En Hajjah, una provincia montañosa a cinco horas al noroeste de Saná, Rasheed al Suwaidy coge de la mano a su hijo de ocho años y lo guía por los pasillos abarrotados del hospital de Jumhuri. Busca a alguien, a cualquiera, que pueda ayudarle.
Mohammad, callado y de baja estatura, mira a su padre, un hombre tímido con una chaqueta de camuflaje que ha tomado prestada y un turbante azul. Un olor agrio sigue al niño y la orina cubre la parte delantera de su túnica gris, haciendo que la gente a su alrededor lo evite y comente que necesita una ducha. Mohammad nació con una válvula de uretra posterior, que dificulta la micción. Cuando era pequeño, los médicos redirigieron su uretra a una fístula justo debajo del ombligo.
Rasheed está desesperado por ayudar a su hijo.
«Lleva así desde que nació y dicen que cuando tenga cierta edad le ayudarán. Pero no tenemos dinero».
Rasheed pidió dinero prestado a sus vecinos para viajar ocho horas desde su aldea en las montañas. La aldea, Garreh, que significa «explosión» en árabe yemení, está a cuatro horas del centro de salud más simple. Hajjah está bajo control de los hutíes y ha sufrido bombardeos desde el comienzo del conflicto. En la lejana provincia sin puerto, familias pobres luchan para proporcionar las necesidades básicas a sus hijos, criándolos de forma muy diferente a como lo habrían hecho antes de la crisis.

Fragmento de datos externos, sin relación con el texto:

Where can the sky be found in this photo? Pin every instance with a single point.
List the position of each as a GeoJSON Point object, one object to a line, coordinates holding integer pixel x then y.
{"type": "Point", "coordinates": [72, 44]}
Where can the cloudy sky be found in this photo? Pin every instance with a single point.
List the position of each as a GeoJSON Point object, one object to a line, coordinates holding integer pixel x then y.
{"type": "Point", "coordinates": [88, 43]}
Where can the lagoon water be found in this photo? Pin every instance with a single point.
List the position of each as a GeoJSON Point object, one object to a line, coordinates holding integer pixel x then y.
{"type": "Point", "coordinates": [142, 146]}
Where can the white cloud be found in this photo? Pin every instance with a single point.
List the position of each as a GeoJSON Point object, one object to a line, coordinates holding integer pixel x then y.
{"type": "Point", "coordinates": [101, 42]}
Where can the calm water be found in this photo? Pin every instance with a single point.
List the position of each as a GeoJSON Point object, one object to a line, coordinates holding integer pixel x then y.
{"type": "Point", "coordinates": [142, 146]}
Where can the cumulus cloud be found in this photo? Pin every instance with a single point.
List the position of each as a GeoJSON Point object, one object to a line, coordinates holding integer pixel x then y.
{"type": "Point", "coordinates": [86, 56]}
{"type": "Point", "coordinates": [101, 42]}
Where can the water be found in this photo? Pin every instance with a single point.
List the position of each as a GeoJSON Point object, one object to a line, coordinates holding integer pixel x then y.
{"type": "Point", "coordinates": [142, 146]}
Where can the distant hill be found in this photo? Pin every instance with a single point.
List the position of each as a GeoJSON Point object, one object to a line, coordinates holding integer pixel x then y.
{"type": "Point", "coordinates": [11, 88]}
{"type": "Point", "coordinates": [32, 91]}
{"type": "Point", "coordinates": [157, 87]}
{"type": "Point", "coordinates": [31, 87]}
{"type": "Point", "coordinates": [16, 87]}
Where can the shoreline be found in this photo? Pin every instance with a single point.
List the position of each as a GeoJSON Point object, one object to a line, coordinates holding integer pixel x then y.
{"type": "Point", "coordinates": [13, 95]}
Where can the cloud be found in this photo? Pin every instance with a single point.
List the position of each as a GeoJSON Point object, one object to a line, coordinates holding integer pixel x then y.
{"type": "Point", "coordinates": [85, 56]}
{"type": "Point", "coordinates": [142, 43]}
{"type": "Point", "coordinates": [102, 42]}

Frente al urólogo, que le dice de nuevo que necesitará como mínimo 225.000 riales yemeníes (785,56 euros) para la operación, más el coste del viaje a la capital, Rasheed parece abatido. Limpia los labios de Mohammad, ya que el niño se ha manchado la cara con tinta azul de un bolígrafo que ha encontrado en el suelo.
«Haría cualquier cosa por mi hijo. Pero apenas puedo permitirme comida para todos. Tenemos ocho niñas y tres niños. Somos una familia pobre. Me duele verlo así y que la gente lo rehúya por su olor. Quiero que crezca feliz y tener una vida normal, pero es muy complicado».
Al salir, Mohammad abre las puertas verdes del hospital y las sostiene para su padre, mirándolo y buscando su mano. Rasheed lo guía por las calles con la esperanza de conseguir suficiente dinero para quedarse un día más en la ciudad, un día más para darle a su hijo una oportunidad.
Este reportaje ha contado con el apoyo del Pulitzer Center on Crisis Reporting y Women Photograph.
Este artículo se publicó originalmente en inglés en nationalgeographic.com.